Los operarios han pasado la noche en vela, silbando alegres melodías, mientras montaban el improvisado patíbulo al que ahora, irremediablemente, tengo que subir. Tampoco yo he podido pegar ojo aunque, como pueden comprender, por otras razones. Todos me dicen que no me preocupe, que la muerte así es instantánea, sin sufrimiento, que todo resulta tan rápido que casi ni te das cuenta. Pero sé que lo hacen únicamente para consolarme, porque ninguno de ellos se ha enfrentado todavía a una situación similar.
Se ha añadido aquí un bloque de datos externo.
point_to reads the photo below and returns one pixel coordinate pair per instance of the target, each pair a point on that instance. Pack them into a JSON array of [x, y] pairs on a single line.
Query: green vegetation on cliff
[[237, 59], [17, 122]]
La plebe, que abarrota la plaza, grita como loca cuando subo por los chirriantes escalones de madera del patíbulo. Quieren sangre, muerte. Me tiemblan las piernas, pero no debo mostrar mi debilidad en este momento. Justo ahora es cuando debo exhibir mi valentía, mi orgullo. El juez lee de nuevo la sentencia condenatoria e indica con el pulgar hacia abajo que ha llegado la hora.
Bajo la palanca y la afilada hoja cae sobre el cuello del reo: su cabeza se separa del cuerpo y rueda hasta mis pies. Mis compañeros tenían razón. Ha sido tan rápido que, oculto tras la capucha negra, casi ni me he dado cuenta.